Showing posts with label Broderick Crawford. Show all posts
Showing posts with label Broderick Crawford. Show all posts

Monday, October 8, 2012

BACK IN THE LOW LIFE AGAIN




I realize that despite the title of this blog, I’ve not been doing very much walking in Hollywood lately.  The reasons are explicable enough.  I’ve been finishing a novel, I’ve been away, and the weather has been punishingly hot.  On the first day of October the temperature around these parts hit the high nineties.  Come on.  That’s not right.


So it was good to get out last week, walk from the lower slopes of the Hollywood Hills and head down for lunch at a little place on Melrose Boulevard - Melrose being the southern boundary of Hollywood in most people’s estimation – and then I walked back again.  It was about a 3 and a half mile walk in each direction, and it did punch a bit of a hole in the day, but that was the idea. Of course I saw the “typical” Hollywood stuff, which in some ways was a bit predictable: the big cacti, the stylish architecture, the cool old cars, the interesting people.  But a walk in Hollywood is never wholly predictable.

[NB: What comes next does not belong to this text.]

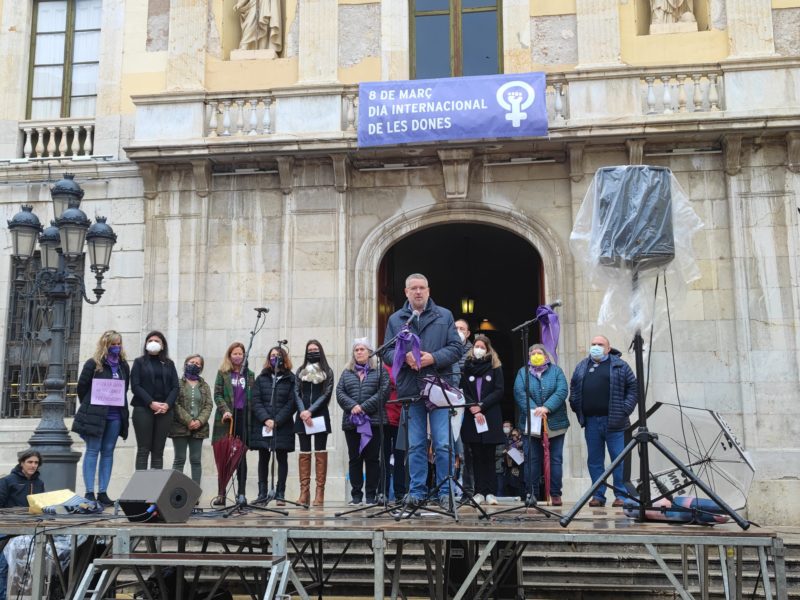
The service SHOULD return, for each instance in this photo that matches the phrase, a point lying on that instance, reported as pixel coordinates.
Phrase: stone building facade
(238, 183)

As I walked along Hollywood Boulevard, for instance, there was a parade, or I suppose motorcade, of vintage police cars.  My first thought was OK, well maybe this is just the kind of thing that happens in Hollywood on a weekday afternoon, but I discovered later that it was an event “to increase awareness of public safety officers,” and the cars were driving from the Los Angeles Fire Museum to Broderick Crawford’s Walk of Fame star – not a huge distance.  And it’s true - nothing heightens your awareness of cops like hearing sirens, seeing a bunch them packed into old cars and glaring out the windows at pedestrians.

Broderick Crawford - good looking cop.
Of course there was feral furniture: mattresses, couches, a gigantic mirror  There even seemed to be some feral art – though it could just have been a piece of old board with paint on it, but who am I to judge?


Everyone says that LA is the most suburban major city in the world and that’s probably true – but it did strike me on my walk just how industrial parts of Hollywood are.  The industry in question happens to be the movies, but a warehouse or storage facility for movie equipment or props looks much like a warehouse or storage facility for anything else. 



And then right there on La Brea Avenue there’s the Cemex cement works, churning out lord knows how many tons of ready mix, right across the street from the Target and the Best Buy.  How many major western cities have one of those in the middle of a shopping area?



And of course I saw some fellow walkers – not so very many but enough, a combination of the cool and quirky, those who were working too hard at being cool and quirky, and those who were just downright quirky.


There were graffiti-slash-street art, naturally – some Bansky-esque stenciling – which is getting a bit old, surely, although it hasn’t got to look actually retro just yet.  And I saw this extraordinary graffito on Melrose itself:



When did anyone last feel the need to write Bill Cosby’s name large on the side of anything?  And did it have some connection with the vaguely lewd ad for pants on the bench next to it? Or with the pita store behind it?  I don’t know. Every city has its mysteries, and some just have to remain that way.